Some woodworkers – myself included – are leery of filing their own saws. But this new saw file holder from Veritas takes away some of the fear by “tricking” you (through both tactile and visual cues) into holding triangular saw files in the correct orientation for your desired tooth geometry.
There are lots of charts available on the Internet to help you choose the proper saw file (for an excellent filing primer see vintagesaws.com by Pete Taran). But the quick and dirty way is to drop a triangular file into a gullet – the right file will be slightly more than twice the height of the saw tooth; that way, when one side of the file is dull (after about five sharpening sessions), rotate it and you still have a full, unused part of the file hitting every tooth.

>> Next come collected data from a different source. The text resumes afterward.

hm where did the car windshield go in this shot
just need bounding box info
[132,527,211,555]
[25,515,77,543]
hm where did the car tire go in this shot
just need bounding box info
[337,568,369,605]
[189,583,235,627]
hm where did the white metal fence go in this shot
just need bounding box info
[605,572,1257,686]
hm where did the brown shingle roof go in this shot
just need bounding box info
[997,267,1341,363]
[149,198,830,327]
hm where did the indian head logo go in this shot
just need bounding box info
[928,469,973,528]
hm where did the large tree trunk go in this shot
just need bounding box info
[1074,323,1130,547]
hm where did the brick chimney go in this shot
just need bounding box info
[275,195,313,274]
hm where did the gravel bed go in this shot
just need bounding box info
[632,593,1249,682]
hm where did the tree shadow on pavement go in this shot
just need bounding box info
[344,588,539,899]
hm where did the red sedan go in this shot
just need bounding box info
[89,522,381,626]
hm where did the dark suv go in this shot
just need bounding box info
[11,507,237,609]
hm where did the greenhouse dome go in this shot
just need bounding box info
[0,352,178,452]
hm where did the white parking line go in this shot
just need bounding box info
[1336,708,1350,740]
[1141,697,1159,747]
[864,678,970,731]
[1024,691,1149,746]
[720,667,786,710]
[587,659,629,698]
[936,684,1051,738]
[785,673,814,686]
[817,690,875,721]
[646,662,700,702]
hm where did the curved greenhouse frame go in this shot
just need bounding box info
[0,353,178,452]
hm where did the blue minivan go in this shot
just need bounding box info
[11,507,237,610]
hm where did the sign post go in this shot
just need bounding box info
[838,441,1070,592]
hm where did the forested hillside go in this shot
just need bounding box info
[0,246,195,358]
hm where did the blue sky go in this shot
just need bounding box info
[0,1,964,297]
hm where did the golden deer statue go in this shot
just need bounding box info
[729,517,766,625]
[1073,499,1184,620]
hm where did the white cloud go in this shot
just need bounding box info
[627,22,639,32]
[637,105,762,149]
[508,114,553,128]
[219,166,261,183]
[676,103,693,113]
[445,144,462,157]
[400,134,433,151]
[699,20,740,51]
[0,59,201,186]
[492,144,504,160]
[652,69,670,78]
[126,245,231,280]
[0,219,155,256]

Once you’ve determined the correct file to use, insert it into the holder just far enough so the set screw can grab it beyond the file teeth then lock it in place.
Now choose your rake (how far the tooth leans forward or back) – a 15° rake for a crosscut saw, for example – and adjust the vernier scale’s rotating collar to 15º. (You can’t see the scale in the photograph; it’s on the bottom of the jig.) Your natural tendency is to hold the top of the file flat with the top of the saw (which would give you a 30° rake); the vernier scale adjustment shifts the jig’s handle so it is perpendicular to the teeth, but holds the file in the correct orientation for a 15° rake.
To set the fleam (bevel angle), adjust the protractor to the desired setting (15° in my crosscut example), then keep the fence parallel to the teeth as you file (were that fence an inch or two longer, the visual cue would be even better).
The vernier scale adjusts from -30º to +30º; the protractor adjusts 45° left and right.
The jig is available on its own for $39.50, or in a kit with seven Grobet saw files for $79.
Am I brave enough to file my progressive pitch dovetail saw yet? Well, no – but an 8 teeth-per-inch panel saw? Bring it on.